The prosecutor explained in response to Petitioner's motion that, before trial, Petitioner had rejected an offer to enter a plea. On the day set for trial, a witness arrived and showed the prosecutor a letter that he had received from Petitioner. The letter asked the witness not to appear for trial because Petitioner thought he had a better chance of "beating the case" if the witness did not testify. When the letter was shown to defense counsel, the parties resumed plea negotiations. Petitioner personally tried to negotiate a deal with the prosecutor by asking whether the numbers could get better. When the attorneys explained how the sentencing guidelines worked, Petitioner said that he understood, but he still wondered whether the numbers could get better. The prosecutor responded, "No," and the jury was brought into the courtroom. Petitioner then indicated to his attorney that he wanted to accept the prosecutor's offer. His no-contest plea followed. (Tr. July 30, 2004, at 4-7.)
The trial court agreed with the prosecutor's recollection of what had occurred on the day of the plea. The trial court denied Petitioner's motion to withdraw his plea after describing Petitioner's request as "total and utter nonsense." The court said that Petitioner's behavior on the day of the plea gave no indication that any medication had interfered with his ability to understand the proceedings. ( Id. at 11-15.)
C. Analysis
Petitioner was thirty-seven years old when he pleaded no contest. He stated during a colloquy with the trial court that his understanding of the plea and sentencing was consistent with the trial court's explanation of the agreement. He also claimed to understand what it meant to plead no contest and that his plea would amount to a violation of his probationary status. He asserted that he understood the rights he was waiving, and he declined to have any of those rights explained to him. He denied being forced or threatened to plead no contest, and he assured the trial court that he was pleading no contest freely and voluntarily. (Tr. June 28, 2004 at 4-9.)
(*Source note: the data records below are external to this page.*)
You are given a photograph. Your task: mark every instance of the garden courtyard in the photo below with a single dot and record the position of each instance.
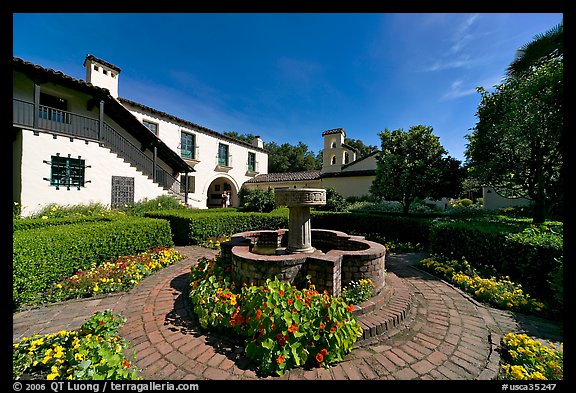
(425, 325)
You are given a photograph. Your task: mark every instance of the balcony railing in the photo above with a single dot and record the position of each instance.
(189, 154)
(224, 160)
(75, 125)
(252, 167)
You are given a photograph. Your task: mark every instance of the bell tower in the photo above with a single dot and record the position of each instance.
(333, 152)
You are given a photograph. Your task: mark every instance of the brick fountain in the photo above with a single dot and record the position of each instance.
(333, 259)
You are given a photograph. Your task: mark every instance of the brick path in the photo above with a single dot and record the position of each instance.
(423, 328)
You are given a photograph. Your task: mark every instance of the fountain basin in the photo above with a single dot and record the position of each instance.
(337, 259)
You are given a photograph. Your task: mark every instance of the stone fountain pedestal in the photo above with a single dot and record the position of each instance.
(299, 201)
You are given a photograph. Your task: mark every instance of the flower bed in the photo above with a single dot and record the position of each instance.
(281, 327)
(113, 275)
(93, 352)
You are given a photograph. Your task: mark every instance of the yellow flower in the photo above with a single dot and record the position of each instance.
(537, 375)
(518, 372)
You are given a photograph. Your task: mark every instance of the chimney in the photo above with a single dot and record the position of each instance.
(102, 74)
(258, 142)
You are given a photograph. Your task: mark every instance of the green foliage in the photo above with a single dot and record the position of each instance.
(409, 165)
(288, 158)
(162, 202)
(55, 210)
(192, 227)
(282, 327)
(32, 223)
(357, 292)
(257, 200)
(517, 142)
(113, 275)
(510, 247)
(335, 202)
(499, 292)
(461, 203)
(524, 358)
(388, 228)
(58, 251)
(94, 352)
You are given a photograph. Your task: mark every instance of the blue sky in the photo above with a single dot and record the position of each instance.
(289, 77)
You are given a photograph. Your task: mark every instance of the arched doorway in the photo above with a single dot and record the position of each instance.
(219, 186)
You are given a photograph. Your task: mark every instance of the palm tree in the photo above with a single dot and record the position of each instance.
(542, 46)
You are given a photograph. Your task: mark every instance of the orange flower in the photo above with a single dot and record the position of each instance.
(281, 339)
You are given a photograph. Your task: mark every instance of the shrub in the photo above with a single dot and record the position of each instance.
(59, 251)
(499, 292)
(335, 202)
(93, 352)
(257, 200)
(191, 227)
(162, 202)
(113, 275)
(55, 210)
(282, 327)
(357, 292)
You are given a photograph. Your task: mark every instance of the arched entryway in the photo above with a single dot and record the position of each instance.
(219, 186)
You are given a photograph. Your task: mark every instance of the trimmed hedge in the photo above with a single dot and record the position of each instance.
(393, 228)
(503, 248)
(44, 255)
(191, 227)
(32, 223)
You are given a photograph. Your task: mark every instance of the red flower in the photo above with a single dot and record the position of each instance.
(281, 339)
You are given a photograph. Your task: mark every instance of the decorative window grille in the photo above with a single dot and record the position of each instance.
(122, 192)
(188, 145)
(153, 127)
(223, 154)
(67, 172)
(251, 162)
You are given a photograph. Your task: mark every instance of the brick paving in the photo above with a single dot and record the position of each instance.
(418, 328)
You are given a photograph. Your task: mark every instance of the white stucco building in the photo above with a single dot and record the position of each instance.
(77, 142)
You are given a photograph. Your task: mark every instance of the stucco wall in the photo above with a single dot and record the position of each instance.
(493, 201)
(206, 176)
(37, 192)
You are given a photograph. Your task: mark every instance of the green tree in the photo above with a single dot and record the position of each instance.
(289, 158)
(409, 165)
(542, 46)
(517, 142)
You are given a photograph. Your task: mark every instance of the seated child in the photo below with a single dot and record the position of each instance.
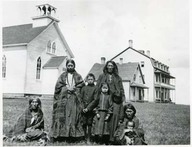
(129, 133)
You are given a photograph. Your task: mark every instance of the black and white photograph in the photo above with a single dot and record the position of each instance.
(95, 72)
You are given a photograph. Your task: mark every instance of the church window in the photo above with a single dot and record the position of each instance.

The fact that Petitioner personally tried to negotiate a better deal with the prosecutor on the day that he pleaded no contest is indicative of his ability to think and reason. He even claimed at the time to understand the attorneys' explanation of the sentencing guidelines.
Furthermore, Petitioner's attorney admitted at oral arguments on the motion to withdraw the plea that, if he had thought Petitioner did not understand the plea proceeding, he would have brought the matter to the trial court's attention. He also would have prevented Petitioner from entering a plea agreement of any magnitude. (Tr. July 30, 2004, at 9.)
The record supports the trial court's factual finding regarding Petitioner's state of mind at the plea, and this court must accord special deference to the trial court's determination that Petitioner's claim was not credible. The relevant circumstances indicate that Petitioner' plea was voluntary, knowing, and intelligent.
IV. CONCLUSION
Petitioner's allegations are belied by the record. Therefore, the state appellate court's conclusion that Petitioner's claim lacked merit did not result in a decision that was contrary to, or an unreasonable application of, Supreme Court precedent. The November 22, 2005 application for a writ of habeas corpus [Doc. #1] is DENIED.